The inquiry was almost so personal that I wasn’t sure how to answer. I could talk about flaws in training or misguided beliefs about dieting that permeated my early experiences in this field. But in a moment of complete honesty, I understood the problem that needed to be addressed.
As you know, I'm a big advocate of setting resolutions year-round. I don't like the concept of waiting to make a change. Life is fluid; we shouldn't need an event to be the catalyst to improve. That should be something that we strive for every day. Assessing our lives does something that is rare: It provides an opportunity for honesty and accountability--two aspects that are hard for adults when it comes to personal behaviors.

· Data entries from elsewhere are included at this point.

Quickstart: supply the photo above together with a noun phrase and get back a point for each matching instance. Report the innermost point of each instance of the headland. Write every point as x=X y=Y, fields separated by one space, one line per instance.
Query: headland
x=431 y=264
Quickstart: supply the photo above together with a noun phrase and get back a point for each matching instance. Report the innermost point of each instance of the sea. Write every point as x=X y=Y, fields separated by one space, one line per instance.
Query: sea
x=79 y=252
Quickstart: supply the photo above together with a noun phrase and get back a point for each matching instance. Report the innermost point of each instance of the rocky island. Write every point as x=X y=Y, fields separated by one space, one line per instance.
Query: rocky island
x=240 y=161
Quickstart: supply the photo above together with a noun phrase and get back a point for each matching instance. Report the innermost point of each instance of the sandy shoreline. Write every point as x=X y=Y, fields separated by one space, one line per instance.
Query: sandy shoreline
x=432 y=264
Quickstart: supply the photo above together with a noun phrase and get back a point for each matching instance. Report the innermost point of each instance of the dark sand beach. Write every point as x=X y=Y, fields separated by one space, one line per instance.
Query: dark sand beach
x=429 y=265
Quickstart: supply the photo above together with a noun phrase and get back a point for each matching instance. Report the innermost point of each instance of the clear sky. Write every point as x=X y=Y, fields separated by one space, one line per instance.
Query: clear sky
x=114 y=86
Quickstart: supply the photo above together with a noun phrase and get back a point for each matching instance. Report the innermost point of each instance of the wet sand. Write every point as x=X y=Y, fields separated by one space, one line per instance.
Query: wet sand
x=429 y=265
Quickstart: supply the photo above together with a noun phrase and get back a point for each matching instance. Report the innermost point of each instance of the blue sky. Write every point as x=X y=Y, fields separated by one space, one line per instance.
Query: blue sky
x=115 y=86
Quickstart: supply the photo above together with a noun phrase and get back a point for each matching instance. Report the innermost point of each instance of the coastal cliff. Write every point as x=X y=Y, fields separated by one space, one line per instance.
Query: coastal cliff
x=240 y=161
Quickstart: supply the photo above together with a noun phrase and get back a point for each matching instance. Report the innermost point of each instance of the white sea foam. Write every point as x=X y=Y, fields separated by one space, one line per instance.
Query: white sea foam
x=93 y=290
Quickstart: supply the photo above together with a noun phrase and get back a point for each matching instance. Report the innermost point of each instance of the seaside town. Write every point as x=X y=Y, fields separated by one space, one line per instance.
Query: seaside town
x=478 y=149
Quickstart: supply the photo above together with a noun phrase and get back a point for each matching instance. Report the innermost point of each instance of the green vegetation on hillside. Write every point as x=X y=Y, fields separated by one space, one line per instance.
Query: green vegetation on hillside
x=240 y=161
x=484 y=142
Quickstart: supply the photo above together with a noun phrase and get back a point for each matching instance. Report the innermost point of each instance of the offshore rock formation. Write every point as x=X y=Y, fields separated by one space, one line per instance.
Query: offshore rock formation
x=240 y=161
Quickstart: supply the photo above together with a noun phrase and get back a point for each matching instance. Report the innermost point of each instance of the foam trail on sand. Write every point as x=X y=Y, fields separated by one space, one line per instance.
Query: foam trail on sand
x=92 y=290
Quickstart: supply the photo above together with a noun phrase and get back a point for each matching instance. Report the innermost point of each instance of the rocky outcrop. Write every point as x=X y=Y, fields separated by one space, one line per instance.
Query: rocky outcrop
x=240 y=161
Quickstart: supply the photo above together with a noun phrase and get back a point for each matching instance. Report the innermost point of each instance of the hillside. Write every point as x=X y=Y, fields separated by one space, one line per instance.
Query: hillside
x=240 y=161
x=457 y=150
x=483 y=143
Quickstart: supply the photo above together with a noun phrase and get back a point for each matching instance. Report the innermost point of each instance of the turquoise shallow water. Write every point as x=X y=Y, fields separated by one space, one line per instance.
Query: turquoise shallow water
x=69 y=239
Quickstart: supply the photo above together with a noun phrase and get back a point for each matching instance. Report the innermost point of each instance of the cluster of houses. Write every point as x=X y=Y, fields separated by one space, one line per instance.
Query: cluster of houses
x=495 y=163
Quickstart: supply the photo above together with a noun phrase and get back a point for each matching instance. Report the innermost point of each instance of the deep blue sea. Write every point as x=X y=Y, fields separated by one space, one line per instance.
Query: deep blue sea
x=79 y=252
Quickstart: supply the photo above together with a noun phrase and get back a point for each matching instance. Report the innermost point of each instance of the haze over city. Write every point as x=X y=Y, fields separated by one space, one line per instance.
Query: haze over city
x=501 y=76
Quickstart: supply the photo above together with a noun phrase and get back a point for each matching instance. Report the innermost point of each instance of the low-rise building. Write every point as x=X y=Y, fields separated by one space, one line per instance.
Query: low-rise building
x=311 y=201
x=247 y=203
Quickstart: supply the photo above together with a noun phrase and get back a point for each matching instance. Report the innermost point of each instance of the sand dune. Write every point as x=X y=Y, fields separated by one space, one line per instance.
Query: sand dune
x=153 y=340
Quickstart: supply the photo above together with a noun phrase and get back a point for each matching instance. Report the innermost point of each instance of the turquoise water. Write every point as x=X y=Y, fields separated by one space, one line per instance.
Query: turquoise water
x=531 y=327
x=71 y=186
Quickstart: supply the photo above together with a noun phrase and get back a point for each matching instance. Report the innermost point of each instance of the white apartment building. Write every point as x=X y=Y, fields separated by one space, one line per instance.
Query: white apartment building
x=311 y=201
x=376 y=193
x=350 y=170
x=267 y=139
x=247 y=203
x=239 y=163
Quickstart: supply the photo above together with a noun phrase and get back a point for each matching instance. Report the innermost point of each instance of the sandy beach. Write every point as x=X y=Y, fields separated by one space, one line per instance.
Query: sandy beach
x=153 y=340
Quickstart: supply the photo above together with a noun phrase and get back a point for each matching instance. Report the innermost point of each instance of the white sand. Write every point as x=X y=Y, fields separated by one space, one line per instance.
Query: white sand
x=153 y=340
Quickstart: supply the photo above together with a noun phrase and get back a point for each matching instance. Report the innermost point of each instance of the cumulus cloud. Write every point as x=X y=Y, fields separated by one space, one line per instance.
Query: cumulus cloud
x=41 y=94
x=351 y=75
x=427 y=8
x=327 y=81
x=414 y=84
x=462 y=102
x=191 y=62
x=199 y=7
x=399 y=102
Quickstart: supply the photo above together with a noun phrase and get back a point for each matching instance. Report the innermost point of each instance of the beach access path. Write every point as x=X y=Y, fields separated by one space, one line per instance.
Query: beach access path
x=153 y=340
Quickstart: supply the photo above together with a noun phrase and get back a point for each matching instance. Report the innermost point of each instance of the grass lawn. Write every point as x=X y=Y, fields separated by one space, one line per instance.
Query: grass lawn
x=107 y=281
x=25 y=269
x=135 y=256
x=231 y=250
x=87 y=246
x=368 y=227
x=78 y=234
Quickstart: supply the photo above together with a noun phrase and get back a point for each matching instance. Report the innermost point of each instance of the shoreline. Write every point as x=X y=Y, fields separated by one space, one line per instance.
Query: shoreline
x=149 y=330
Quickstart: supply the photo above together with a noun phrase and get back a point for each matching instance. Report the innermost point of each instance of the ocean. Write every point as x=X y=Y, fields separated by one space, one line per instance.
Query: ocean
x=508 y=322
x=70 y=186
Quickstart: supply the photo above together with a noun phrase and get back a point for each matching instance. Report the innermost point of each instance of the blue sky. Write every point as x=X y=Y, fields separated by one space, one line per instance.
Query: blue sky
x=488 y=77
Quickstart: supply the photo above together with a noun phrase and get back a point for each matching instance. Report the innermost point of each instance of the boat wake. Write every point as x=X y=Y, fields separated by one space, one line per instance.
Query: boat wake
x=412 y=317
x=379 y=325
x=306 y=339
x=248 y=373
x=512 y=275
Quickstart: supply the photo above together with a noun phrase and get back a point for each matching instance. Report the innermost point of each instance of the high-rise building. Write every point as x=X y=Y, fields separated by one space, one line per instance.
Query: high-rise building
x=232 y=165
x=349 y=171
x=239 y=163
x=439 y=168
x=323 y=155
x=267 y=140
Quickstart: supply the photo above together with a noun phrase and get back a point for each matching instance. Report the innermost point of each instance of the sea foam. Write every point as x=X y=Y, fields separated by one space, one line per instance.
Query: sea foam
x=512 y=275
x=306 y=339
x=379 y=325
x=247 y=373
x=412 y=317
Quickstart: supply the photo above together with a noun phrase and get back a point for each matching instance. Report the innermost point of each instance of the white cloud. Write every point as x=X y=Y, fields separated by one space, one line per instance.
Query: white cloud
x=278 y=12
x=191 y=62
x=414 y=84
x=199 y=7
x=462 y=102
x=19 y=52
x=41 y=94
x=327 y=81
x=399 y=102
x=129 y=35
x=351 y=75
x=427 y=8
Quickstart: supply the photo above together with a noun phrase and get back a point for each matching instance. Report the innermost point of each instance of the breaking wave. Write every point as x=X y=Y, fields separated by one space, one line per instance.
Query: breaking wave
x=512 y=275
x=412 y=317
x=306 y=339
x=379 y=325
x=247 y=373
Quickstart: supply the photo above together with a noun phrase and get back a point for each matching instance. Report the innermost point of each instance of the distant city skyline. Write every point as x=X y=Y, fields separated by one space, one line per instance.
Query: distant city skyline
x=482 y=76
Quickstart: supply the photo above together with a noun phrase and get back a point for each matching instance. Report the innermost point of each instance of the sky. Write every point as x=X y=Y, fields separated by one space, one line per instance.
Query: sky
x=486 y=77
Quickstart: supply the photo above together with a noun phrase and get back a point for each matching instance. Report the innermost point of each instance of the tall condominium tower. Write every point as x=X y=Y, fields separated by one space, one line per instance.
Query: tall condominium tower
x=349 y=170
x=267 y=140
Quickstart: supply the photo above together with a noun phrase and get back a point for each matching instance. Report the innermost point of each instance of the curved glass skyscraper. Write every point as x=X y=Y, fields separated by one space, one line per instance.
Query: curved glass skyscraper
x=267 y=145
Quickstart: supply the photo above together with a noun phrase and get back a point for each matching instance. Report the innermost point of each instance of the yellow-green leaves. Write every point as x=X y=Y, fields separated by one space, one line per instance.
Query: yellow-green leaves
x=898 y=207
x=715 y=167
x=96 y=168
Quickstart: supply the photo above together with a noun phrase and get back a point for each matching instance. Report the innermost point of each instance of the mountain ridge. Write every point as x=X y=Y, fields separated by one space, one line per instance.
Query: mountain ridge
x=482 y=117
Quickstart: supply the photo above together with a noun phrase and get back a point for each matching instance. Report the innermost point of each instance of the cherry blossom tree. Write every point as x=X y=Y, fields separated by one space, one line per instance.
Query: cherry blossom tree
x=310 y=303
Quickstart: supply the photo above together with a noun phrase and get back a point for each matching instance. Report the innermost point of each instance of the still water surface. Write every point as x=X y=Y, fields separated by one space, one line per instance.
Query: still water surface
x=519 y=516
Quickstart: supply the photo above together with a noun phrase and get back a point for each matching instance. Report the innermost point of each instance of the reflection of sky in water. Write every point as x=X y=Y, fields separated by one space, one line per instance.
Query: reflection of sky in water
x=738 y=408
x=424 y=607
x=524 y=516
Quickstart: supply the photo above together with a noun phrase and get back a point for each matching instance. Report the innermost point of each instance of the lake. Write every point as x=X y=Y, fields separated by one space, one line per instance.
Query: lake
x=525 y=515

The question at the panel left me with two options: Focus on a mistake that blames the industry, or look inward and accurately assess what I do poorly. I chose the latter, hoping that my message would create a heightened sense of self-awareness and lead to a better plan for improvement.
I am bad at being healthy.
That’s what I told the panel. Sure, I wasn’t identifying a specific mistake, but as I explained, my condemnation has nothing to do with my physical health. I consistently exercise three to four times per week, I eat healthily most of the time (I do sneak in cheat meals where it fits into my diet), and I don't take many unnecessary risks that would put my body in danger.
I also don't sleep enough, work around the clock, don't see my friends as much as I should, could check in on my parents more, and probably should find more time for my amazing (and very understanding) wife.
True health isn't just physical. In reality, there are four pillars that are integral to how you feel, who you are, and what you can accomplish in your life. It's a combination of physical, emotional, psychological, and social.
And just like training, if any of those areas are weak, you should focus on that area and make it stronger.
For many people, the physical aspect is what's lacking. We convince ourselves that being social, working, and spending time with the family supersedes the need to exercise or make smart dietary choices; but if you don't have a healthy body, you are limiting the life you can have. It's that simple. Everything starts with your body--but that's not where it ends. If you spend all your time focusing on your body, you miss out on all the other aspects of life that make your time worthwhile.
The best advice I can offer is to constantly take inventory of your entire life, find areas that need improvement, and take action. Call friends today that you haven't reached out to in a while. Find more time for sleep. Work harder if you've been coasting on the job. (Or work smarter if you're always burning the midnight oil) Tell your parents you love them. Surprise your significant other with something completely unnecessary but totally worthwhile. Make time for your hobbies and the activities you enjoy. Or treat yourself to a day of complete relaxation so you can recharge.
Be honest with your assessment and then train your weakness.
The process might be humbling, but it'll do more for improving your life than any diet or fitness plan. It will give you the awareness of the type of life you want to create and the gaps between who you are and what you want to be.
While perfection is not a realistic goal for anything in life, simply being aware of what you could be doing better and working towards that balance will help you live a healthier, happier, and longer life.